Cryptocurrency and the Blockchain Economy
    Category: Column By : Rainer Michael Preis Read : 785 Date : Wednesday, August 02, 2017 - 10:20:22

    Cryptocurrencies and blockchain assets are the newest, and potentially most promising, asset class. Investment returns in cryptocurrencies have outperformed—by far—traditional assets. The Lawnmower Blockchain Index is up 374% versus world primary equity indices 16% and 4% for bonds (using the Bloomberg Barclays global aggregate total return index).

    However, public opinion and investors’ minds on cryptocurrencies are divided, and incite philosophical, or even emotional, debate. The cryptocurrency-based blockchain economy is an asset-based economy, while the fractional reserve banking system based on fiat currency is a debt-based system. High volatility and unexplained falls, risks of hacking attacks are among the reasons why many still shy away from cryptocurrencies and think of it as “magical Internet money.” In a free, decentralized global market where volatility is not suppressed by trillions of central bank-created QE, the market becomes more volatile as it becomes more efficient, acting faster to information changes.


    Some say they like blockchain but they do not like cryptocurrencies such as Bitcoin, Ether and Litecoin. This argument is like those in 1994 arguing a privately controlled Intranet is better than a decentralized Internet. A private blockchain without a trustless and distributed consensus-based cryptocurrency is nothing more than a shared Intranet. Cryptocurrency proponents feel that blockchain, or distributed ledger technology, could soon give rise to a new Internet era even more disruptive than the current one.

    Blockchain’s ability to generate unprecedented opportunities to create and trade value via cryptocurrencies will lead to a generational shift in the Internet’s evolution, from an Internet of information to a new Internet of value. Governments that embrace cryptocurrencies can reap enormous benefit by using the money native to the Internet. If a country cracks down on Bitcoin and cryptocurrencies, it would be like saying no more TCP/IP and innovation.

    Countries that do adopt the Internet of value are going to be much better off.
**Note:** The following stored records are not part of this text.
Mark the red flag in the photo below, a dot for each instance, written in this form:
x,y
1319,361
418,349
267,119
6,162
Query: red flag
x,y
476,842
The Internet has allowed massive disruption: Netflix now threatens Hollywood, Spotify dominates the music business, Google and Facebook dominate advertising and media businesses.

    Cryptocurrencies have the potential to do that to the finance industry. The new finance industry will settle on where the innovation will be for smart contracts and cryptocurrencies. It is Silicon Valley’s replacement for the old finance infrastructure. Traditional bankers in suits were the miners of the old generation, getting paid in the currency of the central bank run by un-elected officials. The new Federal Reserve is the cryptographers.
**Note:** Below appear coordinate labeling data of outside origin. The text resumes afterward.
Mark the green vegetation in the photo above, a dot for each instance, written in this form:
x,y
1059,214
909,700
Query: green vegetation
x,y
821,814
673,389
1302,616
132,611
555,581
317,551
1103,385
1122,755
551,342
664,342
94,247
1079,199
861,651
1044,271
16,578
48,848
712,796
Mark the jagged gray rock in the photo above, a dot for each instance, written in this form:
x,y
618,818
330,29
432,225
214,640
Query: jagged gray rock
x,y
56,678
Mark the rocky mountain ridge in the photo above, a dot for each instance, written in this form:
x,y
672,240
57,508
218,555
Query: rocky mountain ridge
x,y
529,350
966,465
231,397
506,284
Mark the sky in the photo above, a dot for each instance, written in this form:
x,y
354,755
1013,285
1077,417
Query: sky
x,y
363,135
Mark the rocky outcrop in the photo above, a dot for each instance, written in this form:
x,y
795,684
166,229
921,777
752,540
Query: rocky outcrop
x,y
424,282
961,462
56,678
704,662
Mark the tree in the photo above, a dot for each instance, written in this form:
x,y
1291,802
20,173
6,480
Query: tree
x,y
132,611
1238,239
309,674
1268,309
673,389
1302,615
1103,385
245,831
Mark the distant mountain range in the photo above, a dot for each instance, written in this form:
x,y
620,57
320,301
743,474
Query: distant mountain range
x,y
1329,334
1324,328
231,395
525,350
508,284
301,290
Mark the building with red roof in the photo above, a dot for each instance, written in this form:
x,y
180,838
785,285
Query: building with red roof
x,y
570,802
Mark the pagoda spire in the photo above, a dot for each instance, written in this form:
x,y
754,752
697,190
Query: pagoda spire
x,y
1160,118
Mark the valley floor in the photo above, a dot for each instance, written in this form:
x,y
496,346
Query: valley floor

    The new owners of the financial infrastructure are the holders of cryptocurrency, which is, or could be, anybody. Many today would like to have invested $100,000 into Facebook in 2004 if given the chance. The existence of cryptocurrencies today is a second chance. For the first time, open-minded early adopters can make a Silicon Valley venture capital style bet on the future of money and finance. The future is generally an uncertain place. Like any other investments, cryptocurrencies carry risks. However, the risk of not owning the native money of the Internet is even riskier.